Many areas of scientific computing either produce or consume large amounts of data: storing and accessing that data is a major task in itself, especially as it may involve distributed storage. EPCC has been involved in many projects developing or using data standards, and has deployed large-scale data management infrastructures for a number of research groups.

Example Projects

     

  • OGSA-DAI

    Since 2002 the OGSA-DAI Project has been working to develop an effective solution to the challenge of Internet-scale data integration. The product - OGSA-DAI™ - is a middleware bundle that allows data resources, such as file systems, relational or XML databases, to be accessed, federated and integrated across the network. More details can be found here.

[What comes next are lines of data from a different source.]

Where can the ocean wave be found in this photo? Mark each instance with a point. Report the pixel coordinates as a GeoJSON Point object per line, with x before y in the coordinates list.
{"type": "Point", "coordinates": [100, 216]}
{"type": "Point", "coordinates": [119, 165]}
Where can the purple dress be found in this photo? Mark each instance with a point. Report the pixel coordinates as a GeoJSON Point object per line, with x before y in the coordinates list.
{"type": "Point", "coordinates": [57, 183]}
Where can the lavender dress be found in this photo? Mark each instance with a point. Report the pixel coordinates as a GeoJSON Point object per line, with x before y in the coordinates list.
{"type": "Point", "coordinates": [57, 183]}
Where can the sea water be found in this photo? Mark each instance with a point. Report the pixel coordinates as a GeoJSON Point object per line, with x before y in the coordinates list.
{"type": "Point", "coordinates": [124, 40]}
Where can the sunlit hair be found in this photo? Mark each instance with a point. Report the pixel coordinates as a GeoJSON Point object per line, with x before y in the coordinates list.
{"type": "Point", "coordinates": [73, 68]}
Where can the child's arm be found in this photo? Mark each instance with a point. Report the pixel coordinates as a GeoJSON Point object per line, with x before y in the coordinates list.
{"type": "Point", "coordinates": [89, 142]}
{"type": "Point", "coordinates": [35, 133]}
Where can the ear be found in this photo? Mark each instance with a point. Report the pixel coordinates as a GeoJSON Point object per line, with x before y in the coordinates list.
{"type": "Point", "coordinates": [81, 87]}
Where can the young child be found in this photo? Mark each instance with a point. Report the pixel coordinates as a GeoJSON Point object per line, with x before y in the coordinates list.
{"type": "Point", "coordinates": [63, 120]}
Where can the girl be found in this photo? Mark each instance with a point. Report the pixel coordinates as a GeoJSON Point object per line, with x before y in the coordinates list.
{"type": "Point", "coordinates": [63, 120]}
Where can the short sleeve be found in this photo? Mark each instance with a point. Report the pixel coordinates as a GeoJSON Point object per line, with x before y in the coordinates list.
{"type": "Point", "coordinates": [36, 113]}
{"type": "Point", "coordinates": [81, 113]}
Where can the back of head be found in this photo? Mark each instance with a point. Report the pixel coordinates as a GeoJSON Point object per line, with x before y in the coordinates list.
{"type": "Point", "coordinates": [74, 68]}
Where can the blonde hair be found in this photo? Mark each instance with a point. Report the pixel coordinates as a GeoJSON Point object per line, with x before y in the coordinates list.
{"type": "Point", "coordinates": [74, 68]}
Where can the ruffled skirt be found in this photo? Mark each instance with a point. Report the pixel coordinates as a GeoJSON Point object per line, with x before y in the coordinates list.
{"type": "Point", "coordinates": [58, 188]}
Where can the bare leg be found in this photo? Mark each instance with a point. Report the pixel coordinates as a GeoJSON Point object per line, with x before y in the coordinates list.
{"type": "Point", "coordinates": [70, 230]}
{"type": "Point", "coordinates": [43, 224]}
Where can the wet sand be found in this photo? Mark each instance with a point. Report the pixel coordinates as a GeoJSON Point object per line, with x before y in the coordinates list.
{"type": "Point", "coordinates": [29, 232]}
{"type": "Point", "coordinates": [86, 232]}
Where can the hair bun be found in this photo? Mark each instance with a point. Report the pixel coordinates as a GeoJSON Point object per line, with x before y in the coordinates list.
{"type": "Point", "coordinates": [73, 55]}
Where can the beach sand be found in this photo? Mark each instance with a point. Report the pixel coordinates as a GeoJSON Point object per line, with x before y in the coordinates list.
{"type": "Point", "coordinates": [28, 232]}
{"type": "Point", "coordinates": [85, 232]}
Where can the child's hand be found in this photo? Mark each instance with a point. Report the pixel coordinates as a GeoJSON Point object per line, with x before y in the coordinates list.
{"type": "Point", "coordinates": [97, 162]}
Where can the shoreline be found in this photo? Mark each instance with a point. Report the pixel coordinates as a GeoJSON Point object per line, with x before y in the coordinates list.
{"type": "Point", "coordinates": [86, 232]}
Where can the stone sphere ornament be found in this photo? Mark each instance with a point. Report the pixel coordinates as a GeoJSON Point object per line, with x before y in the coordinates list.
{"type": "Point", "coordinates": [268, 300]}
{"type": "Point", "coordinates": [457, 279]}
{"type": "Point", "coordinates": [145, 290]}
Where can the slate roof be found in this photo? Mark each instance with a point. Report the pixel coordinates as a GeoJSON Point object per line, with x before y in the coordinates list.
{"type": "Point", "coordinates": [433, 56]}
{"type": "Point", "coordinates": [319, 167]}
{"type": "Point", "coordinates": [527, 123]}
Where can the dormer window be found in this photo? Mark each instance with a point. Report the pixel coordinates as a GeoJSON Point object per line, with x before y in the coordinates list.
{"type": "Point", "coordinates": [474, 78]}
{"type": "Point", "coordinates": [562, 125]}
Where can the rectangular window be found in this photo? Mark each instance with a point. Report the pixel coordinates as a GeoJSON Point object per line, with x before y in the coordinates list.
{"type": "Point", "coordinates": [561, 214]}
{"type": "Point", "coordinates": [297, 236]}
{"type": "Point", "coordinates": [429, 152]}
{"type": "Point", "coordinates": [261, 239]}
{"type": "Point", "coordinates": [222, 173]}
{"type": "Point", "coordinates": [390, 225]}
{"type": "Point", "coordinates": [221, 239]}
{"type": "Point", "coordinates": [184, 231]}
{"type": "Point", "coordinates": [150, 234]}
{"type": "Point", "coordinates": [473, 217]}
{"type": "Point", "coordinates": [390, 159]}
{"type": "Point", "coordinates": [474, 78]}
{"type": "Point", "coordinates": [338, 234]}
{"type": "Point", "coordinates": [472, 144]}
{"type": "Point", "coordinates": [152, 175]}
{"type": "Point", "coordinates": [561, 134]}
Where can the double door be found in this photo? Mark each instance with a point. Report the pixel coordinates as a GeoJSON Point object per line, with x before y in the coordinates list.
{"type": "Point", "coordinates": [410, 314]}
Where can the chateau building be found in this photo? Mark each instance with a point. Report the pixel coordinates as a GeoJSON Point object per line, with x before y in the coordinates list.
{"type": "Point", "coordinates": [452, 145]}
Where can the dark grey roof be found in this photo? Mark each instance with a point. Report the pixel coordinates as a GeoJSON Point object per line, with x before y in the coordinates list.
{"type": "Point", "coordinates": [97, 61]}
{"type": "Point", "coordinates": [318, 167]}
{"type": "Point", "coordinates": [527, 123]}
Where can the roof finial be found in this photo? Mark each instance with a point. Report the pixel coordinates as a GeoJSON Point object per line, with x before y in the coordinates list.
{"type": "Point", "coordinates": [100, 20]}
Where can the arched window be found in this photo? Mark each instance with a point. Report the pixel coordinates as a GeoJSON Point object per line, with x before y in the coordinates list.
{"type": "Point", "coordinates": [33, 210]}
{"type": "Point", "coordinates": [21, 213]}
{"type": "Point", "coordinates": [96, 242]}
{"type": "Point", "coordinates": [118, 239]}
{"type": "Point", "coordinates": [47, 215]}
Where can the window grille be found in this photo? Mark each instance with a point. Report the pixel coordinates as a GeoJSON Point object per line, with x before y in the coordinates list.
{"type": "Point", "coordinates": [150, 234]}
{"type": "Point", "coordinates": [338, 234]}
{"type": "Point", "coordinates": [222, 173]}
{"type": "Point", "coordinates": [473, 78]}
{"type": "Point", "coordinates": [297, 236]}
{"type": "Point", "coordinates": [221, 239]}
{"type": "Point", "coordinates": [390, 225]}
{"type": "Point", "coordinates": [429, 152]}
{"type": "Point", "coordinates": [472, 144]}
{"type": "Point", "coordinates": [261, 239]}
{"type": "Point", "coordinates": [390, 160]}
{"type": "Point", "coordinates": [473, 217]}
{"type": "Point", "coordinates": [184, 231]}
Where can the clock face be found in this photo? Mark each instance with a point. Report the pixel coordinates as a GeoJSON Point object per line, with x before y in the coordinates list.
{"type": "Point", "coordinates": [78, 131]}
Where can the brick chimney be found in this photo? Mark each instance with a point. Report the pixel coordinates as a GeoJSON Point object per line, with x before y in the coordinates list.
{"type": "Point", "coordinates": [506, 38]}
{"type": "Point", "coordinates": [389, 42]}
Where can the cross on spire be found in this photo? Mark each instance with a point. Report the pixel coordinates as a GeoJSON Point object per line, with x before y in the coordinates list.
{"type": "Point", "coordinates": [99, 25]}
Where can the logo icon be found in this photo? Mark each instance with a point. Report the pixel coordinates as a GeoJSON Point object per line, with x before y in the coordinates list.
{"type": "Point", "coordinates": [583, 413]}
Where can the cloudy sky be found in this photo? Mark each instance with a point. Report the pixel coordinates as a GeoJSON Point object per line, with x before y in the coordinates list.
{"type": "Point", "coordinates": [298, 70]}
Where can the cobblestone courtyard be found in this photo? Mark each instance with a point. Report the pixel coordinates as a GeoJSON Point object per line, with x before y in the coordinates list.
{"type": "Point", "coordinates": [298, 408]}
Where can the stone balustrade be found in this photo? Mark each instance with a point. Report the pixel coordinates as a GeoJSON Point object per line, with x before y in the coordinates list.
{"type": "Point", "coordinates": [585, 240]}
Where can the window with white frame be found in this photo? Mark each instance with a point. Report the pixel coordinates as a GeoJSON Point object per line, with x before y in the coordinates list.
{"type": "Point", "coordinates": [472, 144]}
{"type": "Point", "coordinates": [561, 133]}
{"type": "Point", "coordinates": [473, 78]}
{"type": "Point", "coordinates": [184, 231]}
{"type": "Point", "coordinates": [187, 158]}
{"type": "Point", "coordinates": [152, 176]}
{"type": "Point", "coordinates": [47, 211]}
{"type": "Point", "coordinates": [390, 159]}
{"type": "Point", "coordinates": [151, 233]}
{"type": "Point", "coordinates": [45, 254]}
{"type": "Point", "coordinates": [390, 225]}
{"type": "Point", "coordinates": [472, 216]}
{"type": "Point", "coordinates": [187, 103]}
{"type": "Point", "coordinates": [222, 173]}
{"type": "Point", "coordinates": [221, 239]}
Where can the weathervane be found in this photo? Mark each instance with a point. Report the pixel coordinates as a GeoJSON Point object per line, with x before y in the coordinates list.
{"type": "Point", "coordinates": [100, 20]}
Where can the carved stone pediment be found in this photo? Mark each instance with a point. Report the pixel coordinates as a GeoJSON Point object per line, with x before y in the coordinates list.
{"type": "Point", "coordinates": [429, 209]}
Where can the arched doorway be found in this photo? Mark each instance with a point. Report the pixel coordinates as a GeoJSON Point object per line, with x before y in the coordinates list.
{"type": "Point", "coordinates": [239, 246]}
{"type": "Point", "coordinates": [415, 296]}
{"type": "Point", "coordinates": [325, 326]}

  • LaQuAT - Linking and Querying Ancient Texts

    LaQuAT was a collaboration between EPCC and the Centre for e-Research Kings College, London and was funded by JISC via the ENGAGE project. The project focused on linking epigraphic databases using the OGSA-DAI data management product. Epigraphy is the study of ancient texts e.g. books, papryi, or inscriptions on stone tablets. Information about these texts (what they are, where they were found, when they date from etc) are stored in databases.

    EPCC customised OGSA-DAI to run queries over distributed epigraphic databases as if they were a single virtual database. We also demonstrated how OGSA-DAI allows researchers to augment third-party read-only databases with their own data sets. The project highlighted the strengths and weaknesses of OGSA-DAI’s ability to handle real-life data and these are guiding current development. KCL developed an appreciation of the issues involved in sharing data. As a result of this project both EPCC and KCL enjoy a close ongoing relationship.

  • DiGS - Distributed Grid Storage

    DiGS is a distributed-data management system that combines commodity storage resources — such as RAID systems and Storage Area Networks — into a large-scale, unified file repository, which is presented to the end-user through an easy-to-use, lightweight client toolkit. The DiGS application is built on top of the Globus Toolkit and the EGEE application stack. More information can be found here.